ANALYSIS
The survey utitlised triangulation methods
The Anglo-Mysore Wars ended on May 1799, with Tipu Sultan’s end at Srirangapattana’s walls. This victory meant that British control of South India spread from coast to coast, with all threats eliminated. British leaders now realised that there was now the problem of measuring, charting and cataloguing the conquered land. Constructing lines of communication and infrastructure, map-making and assessing revenue depended on this. The fledgling British Raj’s very survival depended on measuring and charting India. British campaigns were well-planned affairs, using comprehensive knowledge of the land and people as force multipliers. With the land well-surveyed and measured to “inch-precision”, imperial control would be greatly enhanced. Such a feat would also turn India from a mystery into a well-understood entity – at least for ruling purposes. Reducing India to numbers, maps and schematics would be the ultimate victory of the scientific-minded and superior British race over India and her backward people: at least it seemed so for Britishers now gravitating towards Utilitarianism – and other theories and theologies of imperialism.
The great surveys of the subcontinent began with William Lambton, an officer with a scientific bent. Lambton came from humble origins and had no formal training in earth sciences or mathematics. He taught himself these disciplines after becoming partially blinded while studying an eclipse. Lambton had participated in assaulting Srirangapattana; before the battle he used celestial navigation to help the army surround Tipu Sultan’s forces. Lambton now proposed to survey the land using mathematical and geographical methods. After some deliberation, the authorities approved. While officers such as Col. Mackenzie, Hyne and Buchanan would conduct topographical, socio-political and natural surveys in India, Lambton was tasked with measuring India – an enterprise tolerating very little subjectivity and margin of error. After much preparation, the “Great Trigonometric Survey of India” commenced in 1802. This survey utilized new instruments and the “Triangulation method”, a method to compute the distance between three mutually visible reference points. Starting with a baseline of two measured points, the position of a third point could be quite accurately established. The two newly determined sides then became new baselines for further triangulations. Long chains of triangles soon shaped the maps of India. The first objective was to chart the “Great Indian Arc”, from Kanyakumari to the Himalayas. Using this arc as a central stem, other surveys could branch out to cover entire India.

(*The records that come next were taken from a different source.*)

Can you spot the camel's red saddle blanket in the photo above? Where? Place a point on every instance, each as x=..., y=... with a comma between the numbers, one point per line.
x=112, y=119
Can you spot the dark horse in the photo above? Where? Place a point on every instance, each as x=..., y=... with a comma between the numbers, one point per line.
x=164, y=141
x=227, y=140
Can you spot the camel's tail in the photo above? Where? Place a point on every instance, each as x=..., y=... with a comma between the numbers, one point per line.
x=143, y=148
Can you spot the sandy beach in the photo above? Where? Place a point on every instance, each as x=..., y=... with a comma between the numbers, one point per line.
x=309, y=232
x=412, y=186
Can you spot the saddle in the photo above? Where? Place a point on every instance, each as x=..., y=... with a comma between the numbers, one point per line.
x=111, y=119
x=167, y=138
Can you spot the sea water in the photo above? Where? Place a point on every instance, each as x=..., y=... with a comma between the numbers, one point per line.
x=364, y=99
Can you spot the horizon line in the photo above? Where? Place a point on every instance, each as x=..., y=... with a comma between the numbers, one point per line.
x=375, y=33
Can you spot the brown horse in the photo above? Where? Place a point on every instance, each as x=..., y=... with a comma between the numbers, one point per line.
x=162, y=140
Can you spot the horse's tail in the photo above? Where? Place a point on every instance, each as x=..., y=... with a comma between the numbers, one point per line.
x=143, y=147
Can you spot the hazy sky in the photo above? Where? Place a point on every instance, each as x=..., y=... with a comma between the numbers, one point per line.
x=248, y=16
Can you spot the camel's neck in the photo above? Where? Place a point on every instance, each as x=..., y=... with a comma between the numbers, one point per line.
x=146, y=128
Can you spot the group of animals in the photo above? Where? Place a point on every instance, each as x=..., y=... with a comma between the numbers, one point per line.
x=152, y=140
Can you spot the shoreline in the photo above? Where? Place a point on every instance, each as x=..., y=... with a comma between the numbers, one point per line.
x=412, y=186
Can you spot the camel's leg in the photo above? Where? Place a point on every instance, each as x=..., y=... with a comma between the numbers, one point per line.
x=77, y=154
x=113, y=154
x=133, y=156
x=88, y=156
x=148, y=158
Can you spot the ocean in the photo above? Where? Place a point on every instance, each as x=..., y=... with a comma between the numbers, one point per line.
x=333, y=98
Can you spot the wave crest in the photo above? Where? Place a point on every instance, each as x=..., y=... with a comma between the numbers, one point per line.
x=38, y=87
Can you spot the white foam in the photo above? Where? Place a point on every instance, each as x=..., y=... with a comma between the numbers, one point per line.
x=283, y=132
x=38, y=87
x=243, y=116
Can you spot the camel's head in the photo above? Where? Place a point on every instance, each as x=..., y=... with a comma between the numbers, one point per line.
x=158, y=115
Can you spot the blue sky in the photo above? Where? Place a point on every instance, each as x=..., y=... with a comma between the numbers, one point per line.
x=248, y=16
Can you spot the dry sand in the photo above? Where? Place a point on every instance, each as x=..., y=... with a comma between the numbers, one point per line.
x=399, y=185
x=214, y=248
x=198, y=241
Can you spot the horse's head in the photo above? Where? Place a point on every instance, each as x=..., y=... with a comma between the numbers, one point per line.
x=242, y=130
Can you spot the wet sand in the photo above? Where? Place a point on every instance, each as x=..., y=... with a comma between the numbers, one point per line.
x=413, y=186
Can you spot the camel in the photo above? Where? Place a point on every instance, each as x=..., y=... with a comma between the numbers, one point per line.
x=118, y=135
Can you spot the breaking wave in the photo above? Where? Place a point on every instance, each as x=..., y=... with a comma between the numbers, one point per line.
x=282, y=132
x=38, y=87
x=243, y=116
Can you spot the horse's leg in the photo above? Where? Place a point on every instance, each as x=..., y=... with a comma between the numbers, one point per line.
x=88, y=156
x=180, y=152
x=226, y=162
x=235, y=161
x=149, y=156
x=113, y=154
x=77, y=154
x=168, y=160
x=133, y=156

This colossal enterprise needed thousands of people with a wide range of skills. Many institutions began to train young Indians to serve the Survey (and other colonial projects). In 1823, Lambton died on the job near Nagpur, after surveying nearly 425,000 sq. km. of India. His assistant, George Everest, a fellow mathematician and military surveyor, succeeded him. Everest’s modifications made surveying much easier. In 1831 a British professor of Hindu College Calcutta recommended a 19-year-old prodigy to Everest. This was Radhanath Sikdar, a brilliant mathematician and a co-founder of Derozio’s radical Young Bengal movement. Sikdar was recruited as a “computer” – one performing complex mathematical calculations manually. Soon Sikdar’s exploits won the respect of the British. Everest completed The Great Indian Arc and retired in 1843. His successor Andrew Waugh, yet another scientist-soldier, took the Survey forward. A few years later, Sikdar brought to Waugh interesting readings of a Himalayan mountain called “Peak XV”. Separate measurements marked this peak, locally called “Chomolungma”, as 29,000 feet tall — the tallest in the world! Waugh and Sikdar worked for years to corroborate the amazing finding before publicising this great discovery in 1853. Waugh named the peak “Mount Everest” to honour his predecessor. The Survey continued under Waugh’s successors and soon India was peppered with thousands of survey markers. Sikdar died in 1870, retiring early to teach math and perform social work.
In 1875, all surveys were amalgamated into the Survey of India. The enormous cost and difficulty of surveying India however made complete trigonometric survey impossible. Even though the British could not reduce India into bullet points, the Survey had measured and charted the subcontinent well enough to serve the empire. The existing grid of triangulation chains sufficed to realise colonial aims such as strategic buffers, lines of communications, commerce, and infrastructure. Today, such surveys heavily depend on satellites, aircraft, cameras, sensors, etc. relaying results to surveyors far away. However, ,for ultimate verification and analysis the endeavour still requires human surveyors on the ground, braving the unknown like their predecessors did.
PS: Perhaps the new frontier for “measuring” and understanding India is not geographic or biological. Perhaps it is in “reducing” and modelling India and her people through data mining, analytics, CCTV footages, and PAN-AADHAAR panopticons – for ostensibly better governance and services. May this difficult task turn out to be benevolent, and even more successful than the British surveys. Then again, as the saying goes, “the map is not always the territory”.